The government is planning to restrict sugar imports to 200,000 metric tonnes (MT) in 2024, following substantial shipments this year. Agriculture Secretary Francisco Laurel, speaking during a confirmation hearing with the Commission on Appointments, indicated that the Department of Agriculture aligns with the initial assessment of the Sugar Regulatory Administration (SRA). Laurel stated that, based on SRA estimates and discussions over the past two weeks, the country does not anticipate the need for a significant sugar import in the coming year, reported Manila Standard.

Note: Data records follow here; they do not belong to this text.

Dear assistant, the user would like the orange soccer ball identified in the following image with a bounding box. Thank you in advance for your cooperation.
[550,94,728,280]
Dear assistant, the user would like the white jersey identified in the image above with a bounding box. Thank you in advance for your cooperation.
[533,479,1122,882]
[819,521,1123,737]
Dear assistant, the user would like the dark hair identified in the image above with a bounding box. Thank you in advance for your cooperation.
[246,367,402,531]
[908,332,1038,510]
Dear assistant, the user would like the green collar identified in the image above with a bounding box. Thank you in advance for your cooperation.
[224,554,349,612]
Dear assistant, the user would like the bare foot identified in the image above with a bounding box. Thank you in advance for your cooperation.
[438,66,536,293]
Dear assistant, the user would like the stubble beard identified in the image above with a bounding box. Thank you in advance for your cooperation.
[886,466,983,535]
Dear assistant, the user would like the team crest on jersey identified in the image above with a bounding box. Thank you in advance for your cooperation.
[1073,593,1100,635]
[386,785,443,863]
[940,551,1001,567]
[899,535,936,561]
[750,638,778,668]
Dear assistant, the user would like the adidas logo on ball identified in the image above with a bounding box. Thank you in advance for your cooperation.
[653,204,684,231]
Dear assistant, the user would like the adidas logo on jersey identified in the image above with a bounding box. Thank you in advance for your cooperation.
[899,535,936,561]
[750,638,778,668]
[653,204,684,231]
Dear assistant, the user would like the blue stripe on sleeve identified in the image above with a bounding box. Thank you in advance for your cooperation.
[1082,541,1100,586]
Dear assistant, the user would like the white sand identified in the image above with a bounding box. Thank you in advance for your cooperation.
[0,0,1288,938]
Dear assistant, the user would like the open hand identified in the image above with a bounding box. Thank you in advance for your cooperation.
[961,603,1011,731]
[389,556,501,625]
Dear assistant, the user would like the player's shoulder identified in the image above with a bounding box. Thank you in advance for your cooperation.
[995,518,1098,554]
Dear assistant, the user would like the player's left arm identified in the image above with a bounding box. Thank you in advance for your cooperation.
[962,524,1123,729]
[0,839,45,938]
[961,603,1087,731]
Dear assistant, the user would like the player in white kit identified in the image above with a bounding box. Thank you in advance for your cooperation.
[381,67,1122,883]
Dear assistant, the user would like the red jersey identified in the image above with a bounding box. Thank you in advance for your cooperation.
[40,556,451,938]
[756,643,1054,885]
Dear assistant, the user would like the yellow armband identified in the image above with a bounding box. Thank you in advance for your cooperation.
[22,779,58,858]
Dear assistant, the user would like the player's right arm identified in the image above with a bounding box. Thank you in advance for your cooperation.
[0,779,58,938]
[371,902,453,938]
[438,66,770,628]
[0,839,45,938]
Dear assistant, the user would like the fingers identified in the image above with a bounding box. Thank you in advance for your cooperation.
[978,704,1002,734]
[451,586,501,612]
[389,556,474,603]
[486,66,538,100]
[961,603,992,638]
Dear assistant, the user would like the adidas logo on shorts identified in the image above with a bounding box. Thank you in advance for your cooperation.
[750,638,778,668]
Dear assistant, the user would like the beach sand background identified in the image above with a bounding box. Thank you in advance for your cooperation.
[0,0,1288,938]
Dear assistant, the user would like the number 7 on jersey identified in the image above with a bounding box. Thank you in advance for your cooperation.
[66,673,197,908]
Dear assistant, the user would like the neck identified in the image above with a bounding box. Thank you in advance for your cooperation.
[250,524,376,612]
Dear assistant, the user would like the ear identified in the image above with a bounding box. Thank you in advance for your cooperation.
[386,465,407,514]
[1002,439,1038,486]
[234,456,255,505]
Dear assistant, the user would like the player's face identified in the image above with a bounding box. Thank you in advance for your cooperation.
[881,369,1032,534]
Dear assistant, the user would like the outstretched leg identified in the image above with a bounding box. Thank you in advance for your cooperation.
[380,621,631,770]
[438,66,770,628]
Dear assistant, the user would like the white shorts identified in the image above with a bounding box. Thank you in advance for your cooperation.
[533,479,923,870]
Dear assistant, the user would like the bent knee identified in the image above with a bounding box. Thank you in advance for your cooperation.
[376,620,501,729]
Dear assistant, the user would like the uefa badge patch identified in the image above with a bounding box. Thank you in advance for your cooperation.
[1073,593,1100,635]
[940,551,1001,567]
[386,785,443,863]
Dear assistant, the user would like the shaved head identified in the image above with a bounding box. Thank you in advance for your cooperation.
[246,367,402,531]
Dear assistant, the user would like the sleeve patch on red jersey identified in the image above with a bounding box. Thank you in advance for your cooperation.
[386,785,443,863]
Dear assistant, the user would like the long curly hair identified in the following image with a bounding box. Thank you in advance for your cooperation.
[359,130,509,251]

The SRA affirmed that carry-over stocks from the 2022 importation would be sufficient to meet local demand. The assessment suggests that the importation requirement for 2024 should be around 200,000 MT, assuming no adverse weather conditions. The current stock of refined sugar is reported to be about 200 percent higher than last year, providing nearly two months’ worth of inventory. Imports of 440,000 MT under Sugar Order (SO) 6 have contributed to this surplus, with withdrawals reaching 200,000 MT, leaving a balance of 220,000 MT.
Apart from this, about 30,000 MT from the 150,000 MT of sugar imported under SO 7 has arrived, leaving a balance of 120,000 MT that was intended for shipment in time for peak demand during the holidays.
The pre-milling estimate from the SRA anticipates sugar output reaching 1.84 million MT in crop year (CY) 2023 to 2024, reflecting a 2.7 percent increase from CY 2022 to 2023. An additional 50,000 MT of raw sugar output is expected if El Niño conditions are not as severe as predicted. However, a worsening dry spell may result in a 10 to 15 percent decline in the harvest. The retail price of sugar has stabilized at around P85 per kilogram, down from an average of P110/kg, with farm gate prices estimated at P60/kg or P3,000 per 50-kg bag.